赤塚揚水機場分水工


1977(昭和52)年、広通江(ひろどおりえ)改修により移設された用水路に設置された円筒分水工。その後の用水整備で取水地が変更となり、現在は稼働しておらず撤去が予定されているとのこと。

隣接地にある赤塚揚水機場は、国営西蒲原排水農業水利事業付帯の県営かんがい排水事業新川地区(水管理改良施設赤塚地区)として、1984~1987年頃に設置されている。

この周辺(西蒲原地域)は信濃川が氾濫を繰り返し形成された低湿地で、3年1作とも呼ばれた水害常襲地域。江戸享保の時代に大河津分水(信濃川放水路)を請願以来、300年にわたる排水改良の歴史がある。地域内には多くの潟や沼があったが、さまざまな排水改良と土地改良により干拓や乾田化と区画整理が進んだそうだ。

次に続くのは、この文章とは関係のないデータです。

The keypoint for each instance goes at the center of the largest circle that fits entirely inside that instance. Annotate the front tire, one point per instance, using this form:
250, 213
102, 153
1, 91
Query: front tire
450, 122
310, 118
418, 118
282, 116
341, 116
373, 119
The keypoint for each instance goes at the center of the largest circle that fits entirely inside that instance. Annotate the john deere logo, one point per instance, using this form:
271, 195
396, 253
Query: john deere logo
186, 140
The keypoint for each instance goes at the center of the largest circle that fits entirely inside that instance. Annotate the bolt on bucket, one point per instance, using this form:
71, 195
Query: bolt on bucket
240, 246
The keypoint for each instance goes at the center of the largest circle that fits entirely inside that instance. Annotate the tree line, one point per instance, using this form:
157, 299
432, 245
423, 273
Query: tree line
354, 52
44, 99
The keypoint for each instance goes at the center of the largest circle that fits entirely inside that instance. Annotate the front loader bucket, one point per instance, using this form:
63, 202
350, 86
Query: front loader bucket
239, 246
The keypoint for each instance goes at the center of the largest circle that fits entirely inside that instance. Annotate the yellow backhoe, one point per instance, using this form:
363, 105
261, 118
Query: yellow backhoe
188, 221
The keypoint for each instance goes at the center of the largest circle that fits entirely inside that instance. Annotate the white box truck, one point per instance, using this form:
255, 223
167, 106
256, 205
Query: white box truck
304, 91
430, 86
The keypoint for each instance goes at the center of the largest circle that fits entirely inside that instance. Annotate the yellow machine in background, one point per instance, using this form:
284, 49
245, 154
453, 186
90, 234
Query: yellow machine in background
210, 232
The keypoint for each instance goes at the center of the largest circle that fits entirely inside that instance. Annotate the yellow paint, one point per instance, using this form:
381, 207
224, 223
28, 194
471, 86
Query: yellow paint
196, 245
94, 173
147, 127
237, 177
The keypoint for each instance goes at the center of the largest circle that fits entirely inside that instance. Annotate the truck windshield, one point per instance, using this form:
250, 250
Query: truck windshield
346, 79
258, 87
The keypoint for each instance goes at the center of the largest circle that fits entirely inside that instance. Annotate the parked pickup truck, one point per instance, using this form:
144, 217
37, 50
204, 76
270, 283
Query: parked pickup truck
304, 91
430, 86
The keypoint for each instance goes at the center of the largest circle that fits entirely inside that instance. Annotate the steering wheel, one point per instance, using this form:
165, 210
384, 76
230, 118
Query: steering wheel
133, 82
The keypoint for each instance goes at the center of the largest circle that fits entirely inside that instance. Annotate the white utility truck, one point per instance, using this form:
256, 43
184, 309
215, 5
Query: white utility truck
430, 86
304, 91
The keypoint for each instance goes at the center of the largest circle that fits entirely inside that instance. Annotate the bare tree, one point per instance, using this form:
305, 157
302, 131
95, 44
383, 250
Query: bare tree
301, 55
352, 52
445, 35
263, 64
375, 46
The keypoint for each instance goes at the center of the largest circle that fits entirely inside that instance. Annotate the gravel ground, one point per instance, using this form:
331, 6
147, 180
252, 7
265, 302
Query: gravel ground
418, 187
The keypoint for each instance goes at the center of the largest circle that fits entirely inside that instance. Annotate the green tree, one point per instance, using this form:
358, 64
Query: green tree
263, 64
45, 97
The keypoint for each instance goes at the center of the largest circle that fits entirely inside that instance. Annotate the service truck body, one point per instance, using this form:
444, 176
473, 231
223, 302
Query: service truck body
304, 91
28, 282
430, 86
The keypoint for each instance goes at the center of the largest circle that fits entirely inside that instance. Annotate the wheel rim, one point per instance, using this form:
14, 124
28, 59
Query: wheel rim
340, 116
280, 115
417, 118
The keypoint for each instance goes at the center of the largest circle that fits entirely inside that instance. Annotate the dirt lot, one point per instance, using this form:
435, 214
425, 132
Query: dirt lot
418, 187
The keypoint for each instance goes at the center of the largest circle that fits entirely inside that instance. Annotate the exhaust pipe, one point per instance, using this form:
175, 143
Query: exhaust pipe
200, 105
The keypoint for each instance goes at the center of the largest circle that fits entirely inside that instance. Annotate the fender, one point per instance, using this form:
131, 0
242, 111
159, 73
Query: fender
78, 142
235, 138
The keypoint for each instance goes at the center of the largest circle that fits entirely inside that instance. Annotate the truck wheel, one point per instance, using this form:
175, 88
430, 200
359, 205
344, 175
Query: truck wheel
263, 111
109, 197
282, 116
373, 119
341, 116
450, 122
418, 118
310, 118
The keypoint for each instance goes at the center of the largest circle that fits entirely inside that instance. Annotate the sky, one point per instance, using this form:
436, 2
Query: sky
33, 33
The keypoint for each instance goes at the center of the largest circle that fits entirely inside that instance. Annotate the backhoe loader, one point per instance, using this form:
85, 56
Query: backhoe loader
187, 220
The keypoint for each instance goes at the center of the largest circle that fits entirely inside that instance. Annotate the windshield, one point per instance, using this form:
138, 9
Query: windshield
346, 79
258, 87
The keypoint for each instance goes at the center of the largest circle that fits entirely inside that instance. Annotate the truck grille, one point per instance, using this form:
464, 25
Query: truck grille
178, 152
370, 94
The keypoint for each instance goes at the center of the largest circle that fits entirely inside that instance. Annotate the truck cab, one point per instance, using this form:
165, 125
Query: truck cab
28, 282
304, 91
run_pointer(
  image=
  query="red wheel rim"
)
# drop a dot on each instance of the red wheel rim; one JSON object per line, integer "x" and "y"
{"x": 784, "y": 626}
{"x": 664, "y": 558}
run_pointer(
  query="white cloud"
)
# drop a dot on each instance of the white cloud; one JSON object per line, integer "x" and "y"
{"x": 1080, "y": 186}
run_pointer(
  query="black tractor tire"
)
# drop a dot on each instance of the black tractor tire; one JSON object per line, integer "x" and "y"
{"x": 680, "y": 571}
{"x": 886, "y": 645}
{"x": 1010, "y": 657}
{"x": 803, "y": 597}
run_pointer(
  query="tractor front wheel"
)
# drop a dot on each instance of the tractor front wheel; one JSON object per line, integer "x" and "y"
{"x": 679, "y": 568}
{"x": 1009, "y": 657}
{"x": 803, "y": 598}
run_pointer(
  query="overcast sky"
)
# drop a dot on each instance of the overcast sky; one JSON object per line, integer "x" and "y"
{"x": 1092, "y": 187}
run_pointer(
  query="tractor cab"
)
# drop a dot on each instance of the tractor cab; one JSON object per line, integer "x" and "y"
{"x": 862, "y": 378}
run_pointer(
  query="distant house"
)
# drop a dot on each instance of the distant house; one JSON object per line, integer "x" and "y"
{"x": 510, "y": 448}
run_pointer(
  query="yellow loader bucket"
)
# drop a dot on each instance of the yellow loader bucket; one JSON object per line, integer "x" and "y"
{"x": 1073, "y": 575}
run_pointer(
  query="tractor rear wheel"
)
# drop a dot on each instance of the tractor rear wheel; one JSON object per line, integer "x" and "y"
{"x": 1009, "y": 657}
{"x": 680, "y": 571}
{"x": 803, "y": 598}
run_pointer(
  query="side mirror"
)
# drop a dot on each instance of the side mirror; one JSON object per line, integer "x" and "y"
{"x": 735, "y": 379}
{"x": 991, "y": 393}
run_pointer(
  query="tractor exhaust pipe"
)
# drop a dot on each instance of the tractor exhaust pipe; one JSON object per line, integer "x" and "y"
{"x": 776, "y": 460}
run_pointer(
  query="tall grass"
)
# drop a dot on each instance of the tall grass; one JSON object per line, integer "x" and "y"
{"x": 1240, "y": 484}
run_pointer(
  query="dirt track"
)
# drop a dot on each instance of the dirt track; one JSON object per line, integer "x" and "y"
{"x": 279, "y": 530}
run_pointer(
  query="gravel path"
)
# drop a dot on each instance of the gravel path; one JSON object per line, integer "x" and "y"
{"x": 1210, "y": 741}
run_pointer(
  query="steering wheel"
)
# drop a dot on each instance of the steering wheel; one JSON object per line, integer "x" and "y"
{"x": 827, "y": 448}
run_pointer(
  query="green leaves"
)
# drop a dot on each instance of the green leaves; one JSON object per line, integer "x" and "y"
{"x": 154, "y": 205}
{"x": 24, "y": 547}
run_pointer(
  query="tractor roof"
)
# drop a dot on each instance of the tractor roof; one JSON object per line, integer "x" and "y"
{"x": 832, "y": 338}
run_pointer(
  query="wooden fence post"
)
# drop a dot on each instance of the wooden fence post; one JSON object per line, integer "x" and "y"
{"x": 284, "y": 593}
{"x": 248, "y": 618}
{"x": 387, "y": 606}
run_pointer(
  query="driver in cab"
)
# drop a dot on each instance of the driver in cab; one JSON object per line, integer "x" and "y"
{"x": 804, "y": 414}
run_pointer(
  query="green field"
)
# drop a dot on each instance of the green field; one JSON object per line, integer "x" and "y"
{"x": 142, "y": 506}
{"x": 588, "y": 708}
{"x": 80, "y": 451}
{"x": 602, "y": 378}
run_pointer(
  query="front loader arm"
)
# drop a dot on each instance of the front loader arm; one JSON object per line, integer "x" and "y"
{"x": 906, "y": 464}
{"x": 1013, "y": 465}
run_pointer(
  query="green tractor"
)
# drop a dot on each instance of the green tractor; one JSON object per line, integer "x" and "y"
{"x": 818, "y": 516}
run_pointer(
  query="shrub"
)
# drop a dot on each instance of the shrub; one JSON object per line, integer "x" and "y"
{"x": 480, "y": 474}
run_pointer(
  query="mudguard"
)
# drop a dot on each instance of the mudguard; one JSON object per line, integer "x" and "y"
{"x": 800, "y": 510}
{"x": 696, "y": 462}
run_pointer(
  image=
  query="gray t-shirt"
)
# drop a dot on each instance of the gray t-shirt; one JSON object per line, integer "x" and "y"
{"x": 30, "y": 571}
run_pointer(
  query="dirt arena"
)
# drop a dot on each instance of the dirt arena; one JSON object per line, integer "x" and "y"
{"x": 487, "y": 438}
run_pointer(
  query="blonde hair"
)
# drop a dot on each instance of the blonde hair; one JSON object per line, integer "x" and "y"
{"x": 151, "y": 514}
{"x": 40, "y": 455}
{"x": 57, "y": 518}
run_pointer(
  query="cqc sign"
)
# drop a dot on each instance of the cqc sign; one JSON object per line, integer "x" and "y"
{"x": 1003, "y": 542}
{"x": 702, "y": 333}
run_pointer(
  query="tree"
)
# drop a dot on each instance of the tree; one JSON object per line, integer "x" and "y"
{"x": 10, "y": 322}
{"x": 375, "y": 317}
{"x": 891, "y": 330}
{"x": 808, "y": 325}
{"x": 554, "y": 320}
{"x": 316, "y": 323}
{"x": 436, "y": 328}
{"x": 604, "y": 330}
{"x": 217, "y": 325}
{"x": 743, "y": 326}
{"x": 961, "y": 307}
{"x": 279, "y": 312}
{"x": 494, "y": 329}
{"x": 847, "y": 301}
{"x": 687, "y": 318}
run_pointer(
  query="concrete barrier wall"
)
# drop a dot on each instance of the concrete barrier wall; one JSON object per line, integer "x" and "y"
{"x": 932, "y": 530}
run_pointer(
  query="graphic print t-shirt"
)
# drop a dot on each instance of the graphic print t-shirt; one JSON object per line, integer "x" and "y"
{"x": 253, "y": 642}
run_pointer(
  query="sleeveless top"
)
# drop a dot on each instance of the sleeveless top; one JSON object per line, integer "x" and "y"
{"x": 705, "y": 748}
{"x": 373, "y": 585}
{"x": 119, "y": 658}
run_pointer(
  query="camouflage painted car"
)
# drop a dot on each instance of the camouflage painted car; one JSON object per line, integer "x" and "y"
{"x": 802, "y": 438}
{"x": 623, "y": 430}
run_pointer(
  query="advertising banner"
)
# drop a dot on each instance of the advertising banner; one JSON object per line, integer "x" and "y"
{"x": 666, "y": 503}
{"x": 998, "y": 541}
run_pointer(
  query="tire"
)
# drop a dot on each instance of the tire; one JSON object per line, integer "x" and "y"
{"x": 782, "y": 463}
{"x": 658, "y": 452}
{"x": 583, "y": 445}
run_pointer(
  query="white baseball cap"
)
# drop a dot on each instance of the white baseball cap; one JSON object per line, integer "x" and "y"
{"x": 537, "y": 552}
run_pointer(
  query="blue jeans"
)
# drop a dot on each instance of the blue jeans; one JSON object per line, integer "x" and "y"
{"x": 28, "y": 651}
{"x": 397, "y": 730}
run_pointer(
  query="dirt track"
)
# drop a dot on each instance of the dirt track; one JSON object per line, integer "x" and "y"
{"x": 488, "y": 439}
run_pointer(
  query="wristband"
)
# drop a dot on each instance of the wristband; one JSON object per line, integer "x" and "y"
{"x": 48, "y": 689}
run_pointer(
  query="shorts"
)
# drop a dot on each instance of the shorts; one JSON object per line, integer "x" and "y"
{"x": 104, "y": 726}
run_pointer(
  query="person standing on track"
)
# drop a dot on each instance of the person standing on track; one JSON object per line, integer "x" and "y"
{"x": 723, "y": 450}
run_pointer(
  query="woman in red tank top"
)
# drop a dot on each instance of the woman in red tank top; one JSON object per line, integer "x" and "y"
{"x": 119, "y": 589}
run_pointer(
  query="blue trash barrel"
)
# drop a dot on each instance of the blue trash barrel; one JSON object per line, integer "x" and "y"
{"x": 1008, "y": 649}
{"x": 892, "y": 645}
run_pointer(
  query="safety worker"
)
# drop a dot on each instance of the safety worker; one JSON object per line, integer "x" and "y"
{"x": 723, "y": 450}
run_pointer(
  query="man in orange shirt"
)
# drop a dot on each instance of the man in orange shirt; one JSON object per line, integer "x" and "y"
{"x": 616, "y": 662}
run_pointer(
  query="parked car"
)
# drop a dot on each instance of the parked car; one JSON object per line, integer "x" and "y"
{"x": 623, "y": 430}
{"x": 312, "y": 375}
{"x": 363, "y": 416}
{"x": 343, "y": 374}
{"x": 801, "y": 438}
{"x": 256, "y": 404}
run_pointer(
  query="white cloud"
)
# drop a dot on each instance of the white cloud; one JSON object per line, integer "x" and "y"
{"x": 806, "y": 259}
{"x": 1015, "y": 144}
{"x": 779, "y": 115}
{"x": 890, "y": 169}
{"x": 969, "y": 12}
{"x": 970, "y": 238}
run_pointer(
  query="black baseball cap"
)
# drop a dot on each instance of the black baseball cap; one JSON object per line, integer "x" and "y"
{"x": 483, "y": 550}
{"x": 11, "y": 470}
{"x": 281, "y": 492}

円筒分水で公平な分水を行わなければならなかった理由を探るべく西蒲原土地改良区関連の文献を調査したが、とにかく排水が至上命題の地域(しかも広い)であり、用水についてはほとんど情報を得られていない。

管理者西蒲原土地改良区
所在地新潟県新潟市西区赤塚
訪問日2015-10-25
全景写真
佐潟の排水路である荒江(あらいど)横に設けられているが、その荒江を分水するものかどうか不明。
1977年という高度経済成長の余韻が残る時代に建てられたもの故か、無機質な造りである。
円筒分水工と赤塚揚水機場。この間に暗渠化された荒江(佐潟の排水路)がある。
揚水機場のおそらく吐出側のバルブ群。つまり、この施設が分水工の代わりってことかな?手前のエルボーパイプにはピンホールと見られる発錆があるのが気になるぞ。
赤塚揚水機場の横に設けられている、県営かんがい排水事業新川地区(水管理改良施設赤塚地区)の概要を示す看板。今となっては非常に貴重な情報が掲示されているはずなのだが、褪色してほとんど判別不能。